# Editing Settings.apk



## wyllic (Sep 5, 2011)

So I've done quite a bit of research and gotten pretty far... I think. But I'm stuck at one point and could use a nudge in the right direction.

I'm able to decompile settings.apk and extract the AndroidManifest.xml I can even get it from Binary xml into plain text so I can edit it in Notepad. If I open AndroidManifest.xml in eclipse I can edit out the source lines I don't want. Namely the part about Mobile Hotspot, which is what I'm trying to get rid of.

How to I convert the plain text AndroidManifest.xml back into binary xml so I can swap it for the file in the apk rezip the apk and push it to my phone?

I've attached the plain text version just in case it's useful


----------



## wyllic (Sep 5, 2011)

Update: I can't get it to export in eclipse even without changing anything, due to like 15k errors. Is this a problem with how it decompiled or am I going about it the wrong way?


----------



## stranula (Aug 15, 2011)

wyllic said:


> Update: I can't get it to export in eclipse even without changing anything, due to like 15k errors. Is this a problem with how it decompiled or am I going about it the wrong way?
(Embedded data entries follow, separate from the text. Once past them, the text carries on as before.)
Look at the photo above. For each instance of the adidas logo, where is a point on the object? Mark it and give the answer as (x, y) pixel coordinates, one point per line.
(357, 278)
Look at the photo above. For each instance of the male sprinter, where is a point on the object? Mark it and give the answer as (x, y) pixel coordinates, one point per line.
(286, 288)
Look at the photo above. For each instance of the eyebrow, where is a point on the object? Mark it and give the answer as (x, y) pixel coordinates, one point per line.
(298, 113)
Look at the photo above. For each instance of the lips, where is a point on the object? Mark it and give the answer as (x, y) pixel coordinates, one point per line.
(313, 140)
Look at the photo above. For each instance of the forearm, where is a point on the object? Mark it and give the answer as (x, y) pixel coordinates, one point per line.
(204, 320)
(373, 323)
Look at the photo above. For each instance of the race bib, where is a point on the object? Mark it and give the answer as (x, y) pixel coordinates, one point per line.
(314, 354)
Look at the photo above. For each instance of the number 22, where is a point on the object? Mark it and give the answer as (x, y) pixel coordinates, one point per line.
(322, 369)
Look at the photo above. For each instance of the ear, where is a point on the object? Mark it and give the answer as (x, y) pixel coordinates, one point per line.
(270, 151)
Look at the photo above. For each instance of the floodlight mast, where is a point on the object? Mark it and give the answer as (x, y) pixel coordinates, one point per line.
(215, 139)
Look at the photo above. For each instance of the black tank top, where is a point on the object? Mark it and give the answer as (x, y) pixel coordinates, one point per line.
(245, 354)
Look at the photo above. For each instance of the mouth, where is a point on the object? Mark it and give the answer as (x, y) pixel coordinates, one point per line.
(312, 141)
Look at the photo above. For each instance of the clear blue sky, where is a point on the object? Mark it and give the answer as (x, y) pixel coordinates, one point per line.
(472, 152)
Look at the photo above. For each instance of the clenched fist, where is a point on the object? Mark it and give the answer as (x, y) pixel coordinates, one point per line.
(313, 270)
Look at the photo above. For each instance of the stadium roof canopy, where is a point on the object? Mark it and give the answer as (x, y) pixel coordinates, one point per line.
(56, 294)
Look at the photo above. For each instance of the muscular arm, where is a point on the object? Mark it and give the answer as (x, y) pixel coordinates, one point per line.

I've heard that settings.apk and phone.apk have issues being decompiled and recompiled. I've also had issues with them. I haven't tried to edit the .xml's in settings, but I'm guessing your problem has something to do with whatever underlying issue prevents them from working properly after being decompiled.


----------



## wyllic (Sep 5, 2011)

Why you gotta play me like this Verizon! All I want to do is get rid of your stupid Mobile Hotspot app.


----------



## clumsyninja21 (Jun 10, 2011)

wyllic said:


> Why you gotta play me like this Verizon! All I want to do is get rid of your stupid Mobile Hotspot app.


Same as the errors u get if u decompile NFL mobile to remove the HDMI suspend permission. Just not meant to be.


----------



## blarrick (Aug 26, 2011)

it's built into the framework, if i remember correctly one of the devs said it would either be impossible or VERY hard to remove the app.


----------